Common code for drivers of tagsets of the Multext-EAST project. All the Multext-EAST tagsets use the same inventory of parts of speech and the same inventory of features (but not all features are used in all languages). Feature values are individual alphanumeric characters and they are also unified, thus if a feature value appears in several languages, it is always encoded by the same character. The tagsets are positional, i.e. the position of the value character in the tag determines the feature whose value this is. The interpretation of the positions is defined separately for every language and for every part of speech.

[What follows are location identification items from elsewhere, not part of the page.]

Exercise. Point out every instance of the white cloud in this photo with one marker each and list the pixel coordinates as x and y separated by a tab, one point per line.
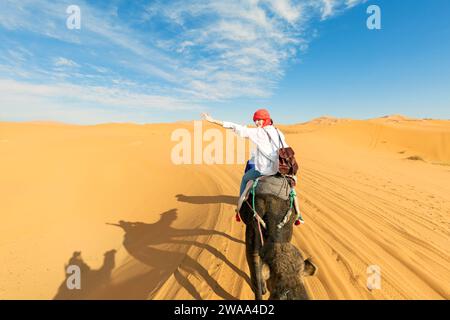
15	94
63	62
216	50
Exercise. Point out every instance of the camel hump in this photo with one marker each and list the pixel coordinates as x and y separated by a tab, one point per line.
276	185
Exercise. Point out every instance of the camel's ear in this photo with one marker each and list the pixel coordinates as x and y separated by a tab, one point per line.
310	268
265	272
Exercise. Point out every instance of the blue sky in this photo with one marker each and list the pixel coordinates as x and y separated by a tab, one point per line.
164	61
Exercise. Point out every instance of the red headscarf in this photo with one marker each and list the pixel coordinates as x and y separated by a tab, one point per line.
263	114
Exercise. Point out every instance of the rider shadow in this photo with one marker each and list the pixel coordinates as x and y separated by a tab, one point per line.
90	281
208	199
140	240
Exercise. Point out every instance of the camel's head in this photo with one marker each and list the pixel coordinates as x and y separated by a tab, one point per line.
284	269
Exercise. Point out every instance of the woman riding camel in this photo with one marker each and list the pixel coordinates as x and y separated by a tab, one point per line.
265	159
267	139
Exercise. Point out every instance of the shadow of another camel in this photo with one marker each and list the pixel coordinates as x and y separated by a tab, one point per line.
148	243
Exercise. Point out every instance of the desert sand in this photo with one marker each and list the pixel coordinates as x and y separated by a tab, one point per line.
372	192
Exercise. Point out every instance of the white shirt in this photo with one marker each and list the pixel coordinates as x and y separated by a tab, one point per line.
264	148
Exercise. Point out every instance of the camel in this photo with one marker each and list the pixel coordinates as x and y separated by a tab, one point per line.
275	264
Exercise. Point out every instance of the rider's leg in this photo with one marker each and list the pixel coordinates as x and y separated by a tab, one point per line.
251	174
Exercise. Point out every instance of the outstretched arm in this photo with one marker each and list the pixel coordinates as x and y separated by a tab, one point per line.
208	118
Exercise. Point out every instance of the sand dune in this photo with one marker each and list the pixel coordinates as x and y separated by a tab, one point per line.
149	229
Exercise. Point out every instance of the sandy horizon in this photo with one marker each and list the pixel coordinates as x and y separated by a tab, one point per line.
372	192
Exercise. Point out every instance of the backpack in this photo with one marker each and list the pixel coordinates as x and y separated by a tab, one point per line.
286	157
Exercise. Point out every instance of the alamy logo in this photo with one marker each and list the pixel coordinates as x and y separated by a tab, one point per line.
213	152
374	20
74	19
73	281
373	277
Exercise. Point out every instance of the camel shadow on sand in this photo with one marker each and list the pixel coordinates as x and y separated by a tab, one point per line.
153	245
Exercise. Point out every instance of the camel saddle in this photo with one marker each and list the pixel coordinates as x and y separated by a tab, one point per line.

Empty value (for unknown or irrelevant features) is either encoded by a dash ("-"; if at least one of the following features has a non-empty value) or is just omitted (at the end of the tag).

SEE ALSO

Lingua::Interset, Lingua::Interset::Tagset, Lingua::Interset::Tagset::CS::Multext, Lingua::Interset::Tagset::HR::Multext, Lingua::Interset::FeatureStructure

AUTHOR

Dan Zeman <zeman@ufal.mff.cuni.cz>

COPYRIGHT AND LICENSE

This software is copyright (c) 2014 by Univerzita Karlova v Praze (Charles University in Prague).

This is free software; you can redistribute it and/or modify it under the same terms as the Perl 5 programming language system itself.